Wife-of-Epatut struggled visibly to hide her shock.
“My husband isn’t an envious man,” she said, “but even if he were, what healing could I accept from you? You’re cast out, worse than a slave, and you’re a thief. You wrecked my house.”
“Do you refuse my help, then?”
Her lip quivered.
“I must refuse it,” she said.
“If that’s what you wish,” Unar said, exactly the same way she had said it to Oos. She had no need to sing the godsong here. Seizing power from Canopy itself, she ignored Wife-of-Epatut’s astonishment when the merchant’s already-large breasts became heavy with milk. “I’ll give you this gift instead. Feed your own nephew from now on. Come with me, Sawas. I’ll take you to your daughter.”
“No!” Sawas howled, touching her tongue, which no longer bore her slave’s mark. “Little Epi is like my own child, too. I’ve been closer to him than anyone! You must bring my daughter back here, or, I warn you, my mistress will go to the king!”
Unar sighed. For a moment, she was tempted to leave Sawas where she was. Did Audblayin really need this fool to raise her? Surely she would be better off raised by those who were older and wiser, like Hasbabsah and Ylly the elder.
“You promised to teach me to swim, Sawas,” Unar said. “Somebody else needs your lessons now. Whatever those lessons are.”
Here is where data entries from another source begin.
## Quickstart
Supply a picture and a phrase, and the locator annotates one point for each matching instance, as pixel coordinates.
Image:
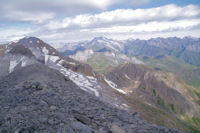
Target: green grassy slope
(189, 73)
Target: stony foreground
(37, 99)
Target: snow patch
(45, 50)
(114, 86)
(51, 58)
(127, 77)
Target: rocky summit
(42, 91)
(37, 99)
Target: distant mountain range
(187, 48)
(98, 87)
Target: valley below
(100, 86)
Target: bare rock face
(39, 99)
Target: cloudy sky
(57, 21)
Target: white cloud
(126, 17)
(33, 10)
(151, 27)
(121, 23)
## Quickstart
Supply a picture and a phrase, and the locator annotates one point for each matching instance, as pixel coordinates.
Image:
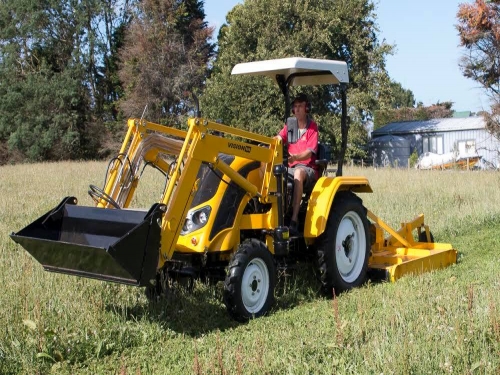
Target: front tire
(249, 285)
(344, 246)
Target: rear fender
(322, 197)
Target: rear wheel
(344, 247)
(250, 282)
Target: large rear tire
(250, 282)
(344, 247)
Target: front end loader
(224, 211)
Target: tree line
(72, 71)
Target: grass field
(437, 323)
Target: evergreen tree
(164, 57)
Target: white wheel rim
(350, 246)
(255, 285)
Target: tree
(165, 55)
(258, 30)
(479, 31)
(56, 74)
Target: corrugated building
(467, 136)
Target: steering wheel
(97, 194)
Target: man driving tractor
(302, 154)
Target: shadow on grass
(190, 312)
(200, 310)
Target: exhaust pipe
(121, 246)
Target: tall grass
(441, 322)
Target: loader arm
(179, 155)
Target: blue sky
(427, 52)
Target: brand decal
(237, 146)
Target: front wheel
(344, 247)
(250, 282)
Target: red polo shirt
(309, 140)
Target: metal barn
(465, 136)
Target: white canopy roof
(307, 71)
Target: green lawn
(441, 322)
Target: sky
(427, 52)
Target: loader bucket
(106, 244)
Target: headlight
(196, 220)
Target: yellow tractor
(224, 209)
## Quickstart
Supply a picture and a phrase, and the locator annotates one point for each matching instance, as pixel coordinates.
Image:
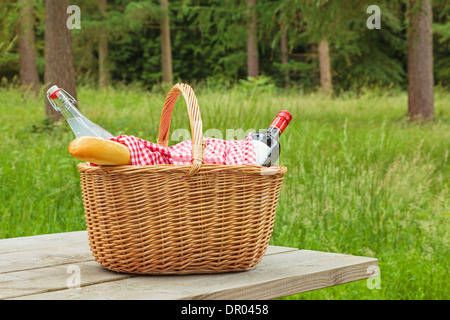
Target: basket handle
(194, 119)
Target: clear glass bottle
(64, 103)
(266, 143)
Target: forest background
(364, 176)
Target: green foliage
(361, 179)
(209, 41)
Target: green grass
(361, 179)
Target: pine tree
(59, 66)
(27, 51)
(420, 61)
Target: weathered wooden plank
(39, 258)
(60, 277)
(55, 249)
(277, 275)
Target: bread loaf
(99, 151)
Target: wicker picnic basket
(180, 219)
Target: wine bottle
(81, 126)
(266, 142)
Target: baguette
(99, 151)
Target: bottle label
(262, 150)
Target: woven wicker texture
(172, 219)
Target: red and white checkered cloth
(217, 151)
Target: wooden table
(60, 266)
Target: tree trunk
(285, 55)
(59, 67)
(325, 67)
(27, 51)
(420, 61)
(166, 50)
(103, 72)
(252, 47)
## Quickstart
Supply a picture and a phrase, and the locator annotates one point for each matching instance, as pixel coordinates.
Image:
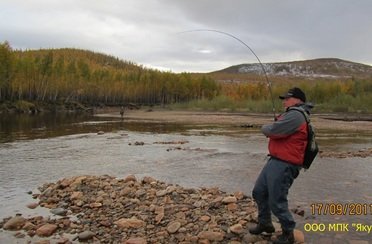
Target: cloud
(149, 32)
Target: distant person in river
(122, 112)
(287, 143)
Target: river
(38, 149)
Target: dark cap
(296, 93)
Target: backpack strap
(301, 110)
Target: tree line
(63, 75)
(52, 75)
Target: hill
(329, 68)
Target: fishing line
(250, 49)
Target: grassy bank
(339, 104)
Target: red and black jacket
(288, 136)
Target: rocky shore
(105, 209)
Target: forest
(64, 75)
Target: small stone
(129, 223)
(32, 205)
(46, 230)
(15, 223)
(86, 235)
(211, 235)
(205, 218)
(59, 211)
(299, 236)
(229, 199)
(237, 229)
(138, 240)
(173, 227)
(130, 178)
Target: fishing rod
(250, 49)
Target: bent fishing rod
(250, 49)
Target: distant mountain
(315, 68)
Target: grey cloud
(147, 32)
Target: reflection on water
(40, 149)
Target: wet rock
(15, 223)
(173, 227)
(85, 236)
(32, 205)
(135, 241)
(59, 211)
(237, 229)
(143, 211)
(130, 178)
(211, 235)
(229, 199)
(46, 230)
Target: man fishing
(287, 143)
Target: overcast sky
(152, 32)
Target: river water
(38, 149)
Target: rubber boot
(268, 228)
(286, 237)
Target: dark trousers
(271, 191)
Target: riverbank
(320, 121)
(105, 209)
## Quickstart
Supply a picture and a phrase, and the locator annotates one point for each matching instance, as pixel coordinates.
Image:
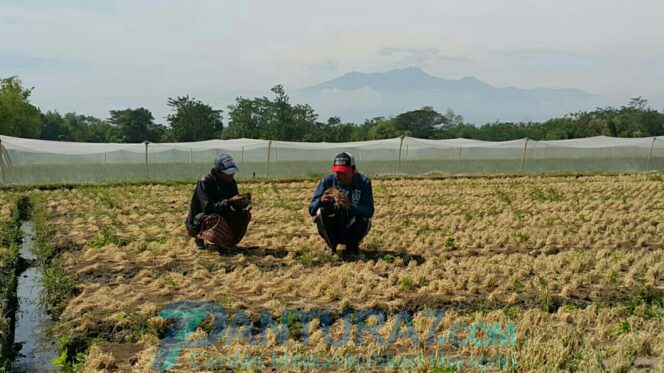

However unworthy I may think them.
“You’re a liar,” Sawas cried, clinging to Wife-of-Epatut. “You’re not taking me to Ylly. You’re taking me to drink my blood and steal my soul.”
“What have you done?” Wife-of-Epatut babbled. She patted ineffectually at her erupting bosom. “What have you done to me? Undo it at once!”
Unar didn’t use her magic to seize Sawas with vines. Instead, she marched up to her, plucked her by the collar, and began dragging her down the ramp. The hired guards looked uneasily to the otherwise occupied Wife-of-Epatut, but didn’t try to stop them.
“You were named so you could travel up and down, Sawas,” Unar said. “Down you’ll go. Whether you come back up again is up to you.”
Once they were out of sight of the House of Epatut, Sawas seemed to give in. She allowed Unar to push and prod her along the now-crowded streets of Audblayinland. Everyone who had emerged from their homes—everyone but the occupants of the House of Epatut, it seemed—spoke of the battle that had raged at the Garden Gate that morning. About how the king had defended them, even in the absence of the goddess Audblayin, and that perhaps some of the tribute that had been reserved for the deity might find its way to the palace, instead. Maybe some of their second sons could be spared to serve the royal family.
Meanwhile, marketplaces that should have stayed closed for another two months had become bustling and noisy, the signs still wet with paint and the ropes that kept people from falling from platforms pale green and freshly knotted.